Charles Vallet, décédé à Villeneuve-Saint-Georges le le 16 août 1963, ne fut pas seulement un des militants les plus combatifs du syndicalisme postal. Lecteur passionné aux connaissances encyclopédiques, il sut aussi se ménager les heures nécessaires pour écrire, en plus de ses brochures consacrées à la vie et aux problèmes de sa corporation et de ses articles dans les journaux, de nombreux poèmes, des fables, des chansons, etc. Ce sont des œuvres empreintes tour à tour de véhémence, de truculence, d’ironie acerbe et d’émotion vraie. Il a laissé en outre une quantité importante de manuscrits inédits.

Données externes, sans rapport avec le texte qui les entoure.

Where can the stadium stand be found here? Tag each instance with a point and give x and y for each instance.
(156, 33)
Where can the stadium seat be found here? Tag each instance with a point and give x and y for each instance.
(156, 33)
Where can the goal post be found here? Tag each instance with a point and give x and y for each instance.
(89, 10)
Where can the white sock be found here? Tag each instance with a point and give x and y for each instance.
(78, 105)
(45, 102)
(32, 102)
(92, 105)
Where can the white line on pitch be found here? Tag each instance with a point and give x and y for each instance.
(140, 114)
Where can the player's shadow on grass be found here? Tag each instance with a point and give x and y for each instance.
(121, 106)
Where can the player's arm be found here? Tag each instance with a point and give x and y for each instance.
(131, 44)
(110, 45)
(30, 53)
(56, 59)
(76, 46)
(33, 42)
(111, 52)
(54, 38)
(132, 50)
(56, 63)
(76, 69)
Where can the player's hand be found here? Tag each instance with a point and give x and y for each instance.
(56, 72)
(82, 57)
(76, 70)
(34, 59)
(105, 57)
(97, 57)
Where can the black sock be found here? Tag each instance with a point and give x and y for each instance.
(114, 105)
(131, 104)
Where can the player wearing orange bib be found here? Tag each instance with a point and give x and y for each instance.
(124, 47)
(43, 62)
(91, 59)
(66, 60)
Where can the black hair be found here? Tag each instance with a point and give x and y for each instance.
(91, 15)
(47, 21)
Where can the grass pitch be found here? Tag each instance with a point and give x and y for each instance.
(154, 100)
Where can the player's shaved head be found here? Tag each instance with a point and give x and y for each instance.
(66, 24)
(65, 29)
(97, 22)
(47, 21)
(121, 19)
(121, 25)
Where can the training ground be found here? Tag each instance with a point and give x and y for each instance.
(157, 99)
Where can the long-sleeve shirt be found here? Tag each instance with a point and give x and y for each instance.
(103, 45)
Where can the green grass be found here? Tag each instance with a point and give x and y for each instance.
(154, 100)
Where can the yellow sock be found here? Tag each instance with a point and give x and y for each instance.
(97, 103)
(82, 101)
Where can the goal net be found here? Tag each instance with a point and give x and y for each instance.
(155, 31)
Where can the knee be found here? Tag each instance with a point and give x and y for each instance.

ŒUVRE : La Crise du Service ambulant, Éd. de l’AG des Agents des PTT, 1904. — La Poste et les Chemins de fer, id., 1908. — Bureaux de transit-Ambulants-paquets-Poste rurale, id., 1919. — Poèmes irrespectueux, Maison française d’art et d’édition, 1922. — Coinderue, chien errant, Le Messager des PTT. — Les Fables de Sanglier, t. I, Éd. du Sabot, 1935, réédition Plein Chant, 2016… — Six chansons de mer, (musique d’André Georges), Le Magasin musical P. Schneider. — La Religion de Rabelais…, Au Jardin de France. — Association générale des retraités des PTT, Poèmes, réflexions philosophiques, méditations et joyeuses histoires de la poste et des lettres, 1965.